Northeast of Kalispell there is a place where people pay to get lost. It’s a place people enter with the sole mission of trying to escape. Out there, the corn grows tall and the kids show up every fall.

Chris and Heidi Fritz, a young Flathead farming couple, are in the fifth year of operating a popular corn maze on their property on Birch Grove Road between Kalispell and Columbia Falls. Every spring the Fritzes plant a 3-acre patch of corn and by September they cut paths to create the maze.

On an average autumn weekend, the maze will see 200 or more visitors, Heidi said. It’s open every Friday, Saturday and Sunday through October, with a special Halloween “Haunted Trail” scheduled Oct. 29 and 31.

“We think it’s fantastic when people get the opportunity to come out and be as loud and noisy as they want,” Chris said recently during a break from the wheat harvest. “It’s a nice thing we can do for people for that one last hurrah of the year before it’s too cold. They can enjoy the fall weather.”

Chris, 27, made headlines several years ago for his pioneering efforts in growing camelina for biodiesel, among other purposes. But he has gradually moved away from camelina and now focuses more on other crops. And as the harvest season winds down and winter approaches each year, Chris has discovered the maze to be a welcome source of “supplemental income.”

“It certainly helps out in the fall,” he said. “We’re putting winter crops in, things get tight again – it’s nice to have a bonus. It makes that down time in November a lot easier to contend with.”

For years, Chris’s father ran a small corn maze for local 4-H kids. Chris said it “was such a hit with them that Heidi and I decided we’d commercialize it and take it to the next level.”

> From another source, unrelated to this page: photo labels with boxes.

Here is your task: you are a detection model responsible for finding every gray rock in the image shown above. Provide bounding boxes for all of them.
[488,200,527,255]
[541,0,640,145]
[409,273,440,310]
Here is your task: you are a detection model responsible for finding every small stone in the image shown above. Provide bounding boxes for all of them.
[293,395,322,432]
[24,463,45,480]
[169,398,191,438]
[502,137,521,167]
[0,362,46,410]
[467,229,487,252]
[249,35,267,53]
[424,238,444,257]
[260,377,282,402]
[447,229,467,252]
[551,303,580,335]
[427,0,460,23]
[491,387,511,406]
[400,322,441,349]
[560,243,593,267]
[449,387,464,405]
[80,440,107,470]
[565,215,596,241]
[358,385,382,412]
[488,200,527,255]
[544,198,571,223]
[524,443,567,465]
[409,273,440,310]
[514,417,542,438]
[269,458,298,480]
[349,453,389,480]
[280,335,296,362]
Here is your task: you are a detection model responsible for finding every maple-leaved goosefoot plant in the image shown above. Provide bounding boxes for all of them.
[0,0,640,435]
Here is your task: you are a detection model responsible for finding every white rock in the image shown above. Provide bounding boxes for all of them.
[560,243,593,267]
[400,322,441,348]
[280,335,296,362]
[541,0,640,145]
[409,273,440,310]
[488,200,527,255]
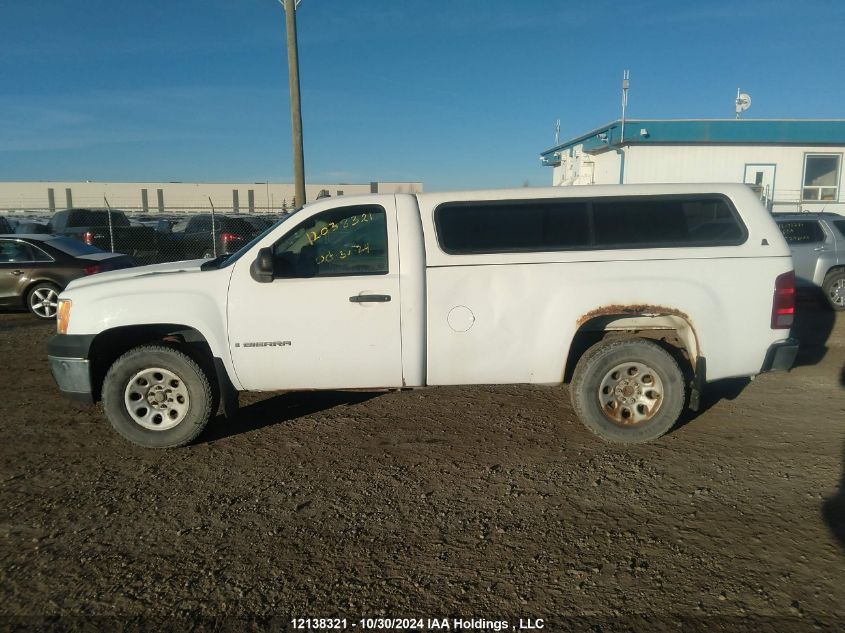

“We were pretty barebones the first year,” he said. “We didn’t really know what we were doing.”

Since that first year, however, the maze has grown into a popular autumn destination for fun-seekers of all ages, not just kids. Heidi, 28, said the maze gets a lot of couples, from teenagers to adults.

“It gets bigger every year,” she said.

The maze generally takes about a half-hour to complete, Heidi said. In addition to navigating the maze, visitors embark on a scavenger hunt in search of four objects: a pumpkin, cow, scarecrow and ghost. As they find each object they fill out a card, which spells out a word when completed.

A “cow train” pulled by a four-wheeler is also a hit, Heidi said. The train has five separate carts with seats painted like cows. The property has another smaller hay bale maze and a set of slides positioned on stacked hay bales. The Fritzes built a ticket booth and there is a large parking area.

The corn is “feed corn,” fed to livestock when no longer needed for the maze. This year the Fritzes plowed paths measuring roughly 6-feet wide, which they hope makes it more accessible for strollers and wheelchairs.

Last week, as Heidi gave two visitors a tour of the large maze, the Fritzes’ 3-year-old son weaved in between corn stalks and poked his head out from behind a leaf.

“I like corn,” Lance said before ducking behind the leaf again.

As Lance had discovered, it’s a different world inside the maze, with towering walls of corn on all sides. And the Fritzes say kids and adults alike seem to love this world of corn.

“We never expected it to be as successful as it is,” Chris said. “We’re happy with that.”

Friday hours at the maze are 3 p.m.-6:30 p.m., while Saturday and Sunday hours are 11 a.m.-6 p.m. Entry is $5 for ages 5 and over. Younger kids are admitted free. For more information, call Heidi and Chris Fritz at (406) 755-4210.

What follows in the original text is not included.